This definition generalises to any subset S of a metric space X. Fully expressed, for X a metric space with metric d, x is a point of closure of S if for every r > 0, there is a y in S such that the distance d(x, y) < r. (Again, we may have x = y.) Another way to express this is to say that x is a point of closure of S if the distance d(x, S) := inf{d(x, s) : s in S} = 0.
This definition generalises to topological spaces by replacing "open ball" or "ball" with "neighbourhood". Let S be a subset of a topological space X. Then x is a point of closure of S if every neighbourhood of x contains a point of S. Note that this definition does not depend upon whether neighbourhoods are required to be open.
Limit point
The definition of a point of closure is closely related to the definition of a limit point.

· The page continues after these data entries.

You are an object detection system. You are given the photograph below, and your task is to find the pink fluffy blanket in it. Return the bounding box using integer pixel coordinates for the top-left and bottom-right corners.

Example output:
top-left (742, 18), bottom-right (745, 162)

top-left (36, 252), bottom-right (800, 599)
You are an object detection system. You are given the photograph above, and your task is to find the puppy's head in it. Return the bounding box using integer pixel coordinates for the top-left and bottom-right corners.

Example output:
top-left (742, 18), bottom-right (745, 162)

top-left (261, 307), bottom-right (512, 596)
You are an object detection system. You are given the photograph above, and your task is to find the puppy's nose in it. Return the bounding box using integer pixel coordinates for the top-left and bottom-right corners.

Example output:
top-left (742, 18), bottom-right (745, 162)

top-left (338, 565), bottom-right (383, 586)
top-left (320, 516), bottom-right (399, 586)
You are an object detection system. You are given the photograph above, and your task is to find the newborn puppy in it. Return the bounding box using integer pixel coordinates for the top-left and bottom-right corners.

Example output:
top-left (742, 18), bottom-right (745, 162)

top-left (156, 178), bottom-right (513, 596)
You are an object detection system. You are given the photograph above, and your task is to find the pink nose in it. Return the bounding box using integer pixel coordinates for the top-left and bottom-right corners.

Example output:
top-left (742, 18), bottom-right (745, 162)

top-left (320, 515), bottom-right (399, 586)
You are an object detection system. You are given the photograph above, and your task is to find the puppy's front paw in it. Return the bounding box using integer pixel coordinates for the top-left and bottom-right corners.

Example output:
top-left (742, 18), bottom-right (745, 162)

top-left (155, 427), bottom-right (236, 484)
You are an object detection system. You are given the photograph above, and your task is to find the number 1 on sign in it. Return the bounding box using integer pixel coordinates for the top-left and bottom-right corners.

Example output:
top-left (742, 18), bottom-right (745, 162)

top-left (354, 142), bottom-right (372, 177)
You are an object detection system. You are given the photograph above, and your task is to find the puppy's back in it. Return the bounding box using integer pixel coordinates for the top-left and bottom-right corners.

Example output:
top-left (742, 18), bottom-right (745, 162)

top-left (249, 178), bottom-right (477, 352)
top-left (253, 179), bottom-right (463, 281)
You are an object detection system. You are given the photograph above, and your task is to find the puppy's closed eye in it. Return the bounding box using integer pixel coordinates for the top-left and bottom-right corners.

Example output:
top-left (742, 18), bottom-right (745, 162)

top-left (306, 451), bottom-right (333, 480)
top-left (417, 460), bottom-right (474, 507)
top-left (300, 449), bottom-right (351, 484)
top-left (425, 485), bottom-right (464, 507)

The difference between the two definitions is subtle but important — namely, in the definition of limit point, every neighborhood of the point x in question must contain a point of the set other than x itself.
Thus, every limit point is a point of closure, but not every point of closure is a limit point. A point of closure which is not a limit point is an isolated point. In other words, a point x is an isolated point of S if it is an element of S and if there is a neighbourhood of x which contains no other points of S other than x itself.
For a given set S and point x, x is a point of closure of S if and only if x is an element of S or x is a limit point of S (or both).